Clement und Trittin uneins über zukünftige Energieversorgung

Die Bundesminister Jürgen Trittin und Wolfgang Clement sind sich uneinig über die zukünftige Energiepolitik. Während der Umweltminister im Ausbau der erneuerbaren Energien die beste Vorbereitung auf die Zukunft sieht, setzt Wirtschaftsminister Clement eher auf fossile Energieträger und will die Förderung der Kohle weiter unterstützen.

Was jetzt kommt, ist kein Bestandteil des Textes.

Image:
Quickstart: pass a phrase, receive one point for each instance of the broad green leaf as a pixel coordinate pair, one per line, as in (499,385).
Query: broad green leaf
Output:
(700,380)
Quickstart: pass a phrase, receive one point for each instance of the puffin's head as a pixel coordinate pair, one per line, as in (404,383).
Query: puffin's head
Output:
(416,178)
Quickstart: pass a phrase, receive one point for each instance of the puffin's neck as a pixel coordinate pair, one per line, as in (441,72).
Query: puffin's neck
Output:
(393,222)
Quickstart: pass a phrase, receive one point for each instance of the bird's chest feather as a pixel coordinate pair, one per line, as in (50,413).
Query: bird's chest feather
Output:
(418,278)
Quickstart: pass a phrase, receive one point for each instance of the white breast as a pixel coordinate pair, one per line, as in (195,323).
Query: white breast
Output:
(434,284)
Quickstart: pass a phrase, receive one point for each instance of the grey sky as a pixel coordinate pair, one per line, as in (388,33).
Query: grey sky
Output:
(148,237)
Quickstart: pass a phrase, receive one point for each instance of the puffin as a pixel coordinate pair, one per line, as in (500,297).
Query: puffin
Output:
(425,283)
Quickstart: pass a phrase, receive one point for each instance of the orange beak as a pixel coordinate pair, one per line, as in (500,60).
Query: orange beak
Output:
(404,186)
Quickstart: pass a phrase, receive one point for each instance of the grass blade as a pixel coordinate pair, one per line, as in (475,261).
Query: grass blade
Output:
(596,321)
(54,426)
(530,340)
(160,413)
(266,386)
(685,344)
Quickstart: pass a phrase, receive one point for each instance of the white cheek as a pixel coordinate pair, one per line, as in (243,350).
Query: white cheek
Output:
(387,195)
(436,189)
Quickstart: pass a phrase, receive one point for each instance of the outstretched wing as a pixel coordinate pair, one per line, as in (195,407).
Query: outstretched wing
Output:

Stromzähler© Gina Sanders / Fotolia.com

Während sich Umweltminister Jürgen Trittin vehement für den Ausbau erneuerbarer Energien einsetzt und die weitere Förderung derzeit in der Novelle des Erneuerbare-Energien-Gesetzes festschreibt, hat sich Wirtschaftsminister Wolfgang Clement in einem Interview vom Wochenende gegen weitere "Windkraft-Subventionen" ausgesprochen. Die Windenergie erhalte Finanzhilfen wie die Steinkohle und werde künftig die Steinkohleförderung sogar übertreffen, wenn diese wie geplant herunter gefahren werde, hatte Clement seinen Standpunkt deutlich gemacht.

Geht es nach Clement, soll der "Subventionsmentalität" bei der Windenergie Einhalt geboten werden. Er sprach sich für eine degressive Förderung und eine Orientierung an den Maßstäben der Wirtschaftlichkeit aus. Zudem solle die Windkraft modernisiert und der Offshore-Bereich voran getrieben werden.

Die Ökostrombranche hat die Subventionsvorwürfe von Wirtschaftsminister Clement allerdings vehement von sich gewiesen. Johannes Lackmann, Präsident des Bundesverbandes Erneuerbare Energie (BEE): "Die Vergütung nach dem Erneuerbare-Energien-Gesetz zahlen die deutschen Stromkunden, die den Strom auch verbrauchen. Der Staat zahlt dazu keinen Pfennig. Wenn der deutsche Wirtschaftsminister weiterhin von Subventionen spricht, ist das eher peinlich." Demgegenüber würden die deutsche Steinkohle, aber auch Braunkohle, Gas und Kernenergie aus Steuergeldern weit höher subventioniert als allgemein bekannt. Der BEE berechnet als Untergrenze der subventionierten, sogenannten externen Kosten mindestens 35 Mrd. Euro pro Jahr. Hinzu kämen bis zum Ausstieg die externen Kosten für die Kernenergienutzung, die im Falle eines Unfalls jedes erdenkliche Maß überschreiten würden.

Die energiepolitische Sprecherin der FDP-Bundestagsfraktion, Gudrun Kopp, warf Clement Inkonsequenz in der Subventionspolitik und ein fehlendes Energiekonzept vor, FDP-Generalsekretärin Cornelia Pieper bezeichnete den energiepolitischen Streit als "kurzsichtig und kleinkariert". "Beide sind energiepolitische Fundamentalisten und hängen an ihrem Glauben an die Macht des Windes bzw. der Kohle. Dabei verweisen die Experten seit langem darauf, dass weder die Windkraft noch der fossile Energieträger Steinkohle die Energieprobleme der Zukunft lösen können. Daraus ergibt sich auch, dass Dauersubventionen für bestimmte Energieträger grundsätzlich falsch sind. Sie müssen eingestellt werden. Legitim ist lediglich die Anschubfinanzierung für die Nutzung moderner Energieträger", erklärte Pieper. Sie forderte zukunftsfeste Lösungen mittels eines europäischen Energiegipfels.